This week’s discharge of more than 200 million gallons of wastewater from an old Florida phosphate plant into Tampa Bay threatens an Important Bird Area, fish, several species of wading birds and shorebirds, and the state’s iconic manatees.
Late last week, officials feared the catastrophic collapse of a phosphogypsum stack retention pond holding 480 million gallons of water at the Piney Point phosphate plant in Manatee County, north of the city of Bradenton. The pond held a mix of seawater, rainwater, and wastewater from the fertilizer industry. To prevent a collapse, workers began controlled releases into the bay of 22,000 gallons per minute. The releases slowed on Thursday and stopped by 5 p.m., although releases were expected to restart, the Tampa Bay Times reported.
“The situation at Piney Point is tragic after so much restoration progress has been made in Tampa Bay in the last two decades,” says Julie Wraithmell, executive director of Audubon Florida. “We’re worried about the impacts to the bay’s nesting and foraging wading and shorebirds — of which we have been the guardians for the last 80 years. As a result of legal protections and sound management, species like the Reddish Egret have returned to Tampa Bay after being extirpated by poachers for the plume trade in the early 1900s. Their persistence is not guaranteed, however. Threats to water quality and sea level rise could erase these hard-won gains for both the bird and human residents of Tampa Bay.”
An Audubon-designated Important Bird Area known as Cockroach Bay-Terra Ceia lies due west of the Piney Point pond. It covers 3,500 acres over several parks and sanctuaries.

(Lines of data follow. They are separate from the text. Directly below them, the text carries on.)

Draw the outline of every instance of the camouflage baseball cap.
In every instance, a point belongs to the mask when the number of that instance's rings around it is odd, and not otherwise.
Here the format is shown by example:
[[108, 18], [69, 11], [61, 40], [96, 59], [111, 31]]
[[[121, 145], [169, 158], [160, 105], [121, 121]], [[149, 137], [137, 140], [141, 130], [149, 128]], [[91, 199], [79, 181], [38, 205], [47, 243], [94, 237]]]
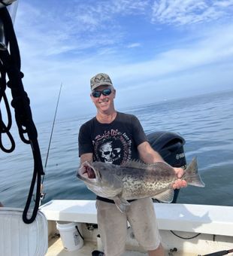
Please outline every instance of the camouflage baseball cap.
[[91, 78], [91, 90], [95, 90], [101, 85], [113, 86], [113, 83], [108, 75], [99, 73]]

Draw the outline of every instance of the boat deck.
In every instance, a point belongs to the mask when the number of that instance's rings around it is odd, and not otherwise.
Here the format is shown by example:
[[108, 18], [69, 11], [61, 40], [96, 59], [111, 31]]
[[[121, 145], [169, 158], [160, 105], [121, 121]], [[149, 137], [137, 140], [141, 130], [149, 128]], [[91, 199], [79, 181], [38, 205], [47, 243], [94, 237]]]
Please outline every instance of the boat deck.
[[[97, 250], [97, 244], [92, 242], [85, 242], [82, 248], [73, 251], [68, 251], [64, 249], [62, 242], [60, 238], [52, 238], [49, 241], [49, 248], [45, 256], [90, 256], [92, 251]], [[144, 256], [147, 253], [126, 251], [123, 256]]]

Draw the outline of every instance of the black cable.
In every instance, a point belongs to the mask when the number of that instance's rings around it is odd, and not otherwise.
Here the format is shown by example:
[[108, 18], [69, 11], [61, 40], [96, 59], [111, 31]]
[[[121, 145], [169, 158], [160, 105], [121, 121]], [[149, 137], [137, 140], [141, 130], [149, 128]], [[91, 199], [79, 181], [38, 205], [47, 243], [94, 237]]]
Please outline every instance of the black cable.
[[[2, 19], [5, 36], [6, 41], [9, 45], [10, 53], [8, 50], [0, 50], [0, 59], [3, 73], [5, 72], [8, 77], [7, 85], [11, 90], [13, 100], [11, 105], [14, 108], [15, 119], [18, 126], [18, 132], [21, 140], [26, 144], [30, 144], [33, 159], [34, 159], [34, 172], [32, 175], [32, 183], [27, 198], [27, 201], [23, 213], [23, 220], [26, 224], [33, 222], [36, 218], [40, 203], [40, 186], [41, 175], [44, 175], [41, 161], [41, 156], [39, 145], [38, 142], [38, 133], [32, 120], [32, 111], [30, 108], [30, 100], [25, 92], [22, 78], [23, 74], [20, 72], [20, 50], [14, 33], [12, 20], [6, 8], [0, 8], [0, 18]], [[4, 87], [2, 87], [1, 90]], [[2, 89], [3, 90], [3, 89]], [[1, 94], [4, 94], [1, 92]], [[5, 129], [2, 121], [1, 116], [1, 130]], [[9, 136], [9, 133], [8, 133]], [[27, 135], [28, 138], [25, 137]], [[11, 140], [11, 139], [10, 139]], [[36, 199], [34, 209], [31, 216], [28, 216], [33, 190], [36, 185]]]

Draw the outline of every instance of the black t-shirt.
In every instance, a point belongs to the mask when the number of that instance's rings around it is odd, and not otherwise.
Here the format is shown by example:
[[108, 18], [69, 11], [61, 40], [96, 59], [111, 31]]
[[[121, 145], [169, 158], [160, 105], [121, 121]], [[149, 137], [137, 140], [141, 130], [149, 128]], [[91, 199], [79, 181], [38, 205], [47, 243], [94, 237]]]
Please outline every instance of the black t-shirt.
[[110, 123], [101, 123], [96, 117], [83, 123], [79, 132], [79, 155], [93, 153], [93, 160], [120, 165], [139, 159], [137, 147], [147, 141], [138, 119], [117, 112]]

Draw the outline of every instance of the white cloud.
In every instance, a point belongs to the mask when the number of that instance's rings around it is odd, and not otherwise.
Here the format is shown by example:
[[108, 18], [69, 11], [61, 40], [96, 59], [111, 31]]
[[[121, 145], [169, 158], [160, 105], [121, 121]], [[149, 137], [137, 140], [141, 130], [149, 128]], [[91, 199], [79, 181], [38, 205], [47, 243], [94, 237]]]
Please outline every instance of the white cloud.
[[135, 47], [138, 47], [141, 46], [140, 43], [133, 43], [127, 45], [128, 48], [135, 48]]
[[153, 7], [152, 23], [177, 26], [230, 17], [232, 1], [159, 0]]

Audubon’s description of the site says that islands in the IBA “support significant colonial waterbird rookeries, and Washburn Sanctuary contains one of the two most diverse rookeries in Florida. Mangrove forests support some Mangrove Cuckoos, which approach their northern range limits within this IBA.”
Species in the region include Tricolored and Little Blue Herons, Roseate Spoonbill, Wood Stork, Brown Pelican, Glossy and White Ibises, and Reddish and Snowy Egrets.

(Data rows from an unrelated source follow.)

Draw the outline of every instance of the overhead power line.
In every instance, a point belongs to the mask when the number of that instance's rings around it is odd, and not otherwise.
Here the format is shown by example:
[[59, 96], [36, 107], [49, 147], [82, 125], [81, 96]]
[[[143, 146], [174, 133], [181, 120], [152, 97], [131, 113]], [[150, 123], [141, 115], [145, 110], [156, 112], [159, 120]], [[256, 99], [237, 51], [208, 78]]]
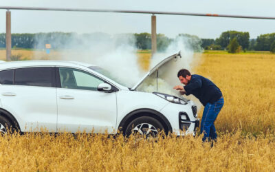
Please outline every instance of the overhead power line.
[[9, 6], [0, 6], [0, 9], [6, 9], [8, 10], [43, 10], [43, 11], [118, 12], [118, 13], [151, 14], [164, 14], [164, 15], [217, 17], [228, 17], [228, 17], [229, 18], [245, 18], [245, 19], [270, 19], [270, 20], [275, 19], [275, 17], [272, 17], [229, 15], [229, 14], [203, 14], [203, 13], [177, 12], [160, 12], [160, 11], [98, 10], [98, 9], [63, 8], [9, 7]]

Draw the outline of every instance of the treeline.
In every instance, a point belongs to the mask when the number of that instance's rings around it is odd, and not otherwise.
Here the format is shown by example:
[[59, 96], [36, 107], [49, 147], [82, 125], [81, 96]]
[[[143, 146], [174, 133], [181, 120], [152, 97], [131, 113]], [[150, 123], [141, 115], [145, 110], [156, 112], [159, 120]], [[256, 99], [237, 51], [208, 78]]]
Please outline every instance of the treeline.
[[[126, 38], [131, 44], [140, 50], [151, 49], [151, 36], [149, 33], [117, 34], [111, 36], [104, 33], [78, 34], [76, 33], [50, 32], [36, 34], [12, 34], [12, 47], [27, 49], [43, 49], [50, 43], [52, 49], [72, 48], [85, 46], [87, 43], [97, 41], [115, 41], [120, 45]], [[131, 38], [131, 39], [129, 39]], [[238, 50], [271, 51], [275, 52], [275, 33], [261, 34], [256, 39], [250, 39], [249, 32], [227, 31], [221, 33], [219, 38], [200, 39], [195, 35], [180, 34], [175, 39], [170, 39], [163, 34], [157, 35], [158, 51], [164, 51], [168, 45], [179, 38], [184, 38], [191, 47], [199, 51], [204, 50], [230, 50], [237, 47]], [[234, 40], [234, 41], [232, 41]], [[234, 43], [234, 45], [231, 45]], [[233, 46], [234, 45], [234, 46]], [[6, 47], [6, 34], [0, 34], [0, 47]]]

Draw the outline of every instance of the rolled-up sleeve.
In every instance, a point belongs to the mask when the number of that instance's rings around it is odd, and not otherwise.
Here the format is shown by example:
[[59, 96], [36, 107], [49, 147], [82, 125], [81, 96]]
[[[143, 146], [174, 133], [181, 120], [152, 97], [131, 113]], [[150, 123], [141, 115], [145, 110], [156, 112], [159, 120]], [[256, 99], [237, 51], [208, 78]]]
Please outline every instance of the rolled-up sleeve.
[[200, 78], [194, 78], [192, 82], [184, 87], [187, 96], [192, 93], [192, 90], [200, 87], [201, 87], [201, 80]]

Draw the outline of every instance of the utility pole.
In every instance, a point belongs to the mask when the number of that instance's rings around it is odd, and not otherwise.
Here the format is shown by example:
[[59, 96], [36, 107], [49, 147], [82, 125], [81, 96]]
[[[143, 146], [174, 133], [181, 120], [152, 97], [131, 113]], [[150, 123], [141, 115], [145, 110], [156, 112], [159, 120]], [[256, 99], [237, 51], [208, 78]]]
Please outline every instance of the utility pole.
[[151, 17], [151, 50], [152, 55], [157, 52], [157, 19], [154, 14]]
[[7, 61], [10, 61], [10, 56], [12, 56], [12, 30], [10, 11], [9, 10], [6, 12], [6, 58]]

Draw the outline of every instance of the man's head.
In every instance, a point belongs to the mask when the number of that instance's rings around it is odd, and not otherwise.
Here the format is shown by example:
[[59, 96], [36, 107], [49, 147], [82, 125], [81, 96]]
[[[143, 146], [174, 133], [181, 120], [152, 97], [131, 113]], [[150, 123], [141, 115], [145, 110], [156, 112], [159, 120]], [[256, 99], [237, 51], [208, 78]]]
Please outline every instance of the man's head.
[[186, 85], [191, 80], [191, 74], [188, 69], [182, 69], [177, 72], [177, 77], [179, 78], [181, 83]]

Experts say the pumping of wastewater into the bay was “like dumping 50,000 bags of fertilizer into the bay all at once.” Elevated levels of nitrogen and phosphorus in the bay could cause algal blooms that would then kill fish in the bay.
Phosphogypsum plants also contain radioactive waste. This article from the Center for Biological Diversity explains:
“Radium-226, found in phosphogypsum, has a 1,600-year radioactive decay half-life. In addition to high concentrations of radioactive materials, phosphogypsum and processed wastewater can also contain carcinogens and heavy toxic metals like antimony, arsenic, barium, cadmium, chromium, copper, fluoride, lead, mercury, nickel, silver, sulfur, thallium and zinc.”

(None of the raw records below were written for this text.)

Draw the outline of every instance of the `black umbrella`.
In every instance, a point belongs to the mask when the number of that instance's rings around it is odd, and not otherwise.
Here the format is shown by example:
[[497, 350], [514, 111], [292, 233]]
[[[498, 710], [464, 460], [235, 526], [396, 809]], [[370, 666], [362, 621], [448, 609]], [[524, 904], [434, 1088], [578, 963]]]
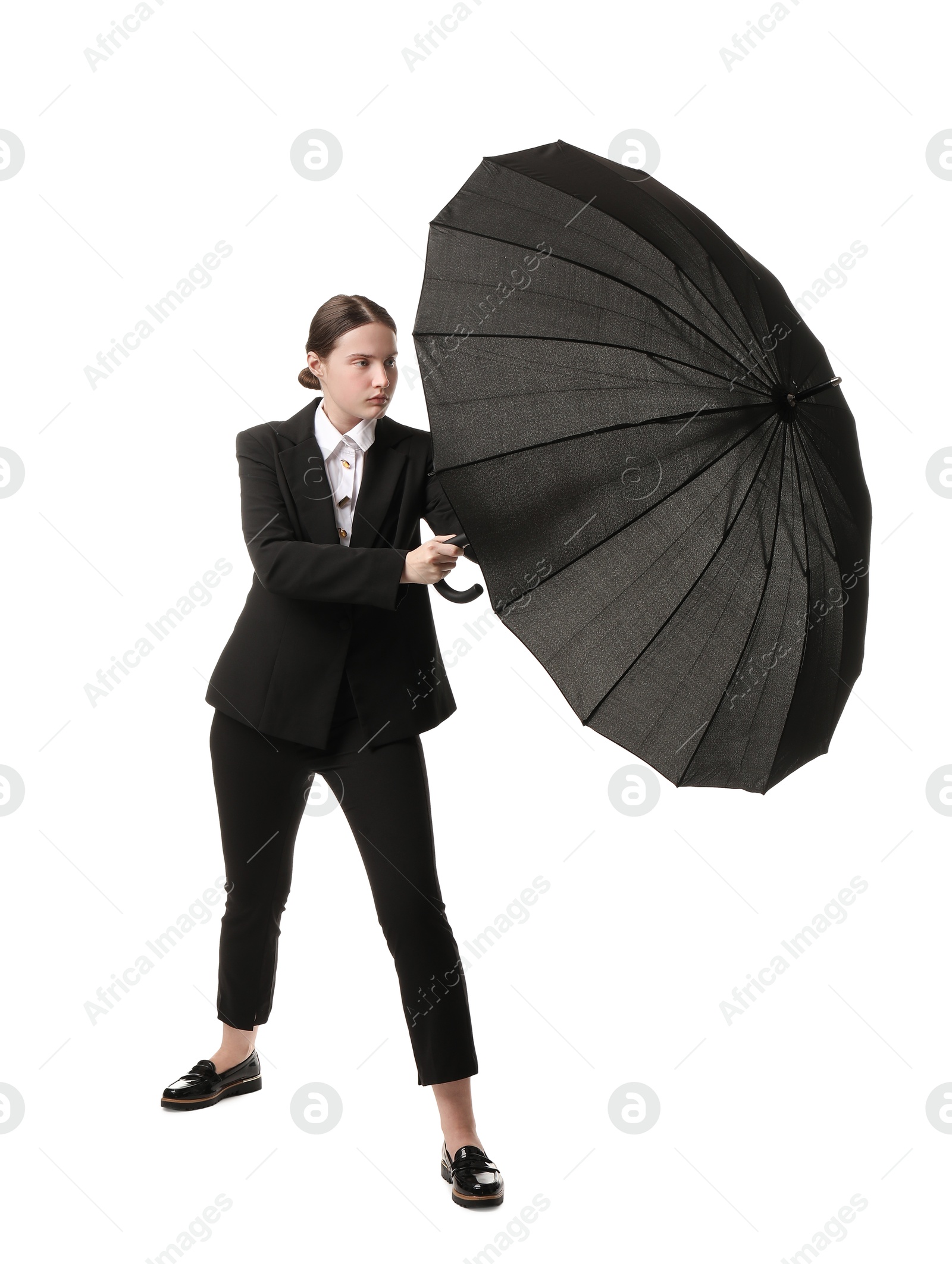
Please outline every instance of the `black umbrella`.
[[579, 719], [676, 785], [761, 794], [862, 666], [856, 423], [778, 279], [659, 181], [563, 140], [430, 224], [435, 471], [493, 608]]

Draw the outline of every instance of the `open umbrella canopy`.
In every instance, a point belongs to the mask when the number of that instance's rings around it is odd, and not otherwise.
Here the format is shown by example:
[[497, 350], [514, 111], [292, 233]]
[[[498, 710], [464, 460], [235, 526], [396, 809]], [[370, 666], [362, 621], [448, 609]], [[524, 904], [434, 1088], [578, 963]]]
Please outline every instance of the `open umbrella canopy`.
[[644, 172], [485, 158], [430, 224], [435, 471], [497, 614], [676, 785], [764, 793], [862, 666], [870, 497], [780, 283]]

Perhaps most concerning is that the Piney Point site is just one phosphogypsum plant in the Sunshine State. Two dozens others can be found in Florida.
“This environmental disaster is made worse by the fact it was entirely foreseeable and preventable,” said Jaclyn Lopez, Florida director at the Center for Biological Diversity. “With 24 more phosphogypsum stacks storing more than 1 billion tons of this dangerous, radioactive waste in Florida, the EPA needs to step in right now. Federal officials need to clean up this mess the fertilizer industry has dumped on Florida communities and immediately halt further phosphogypsum production.”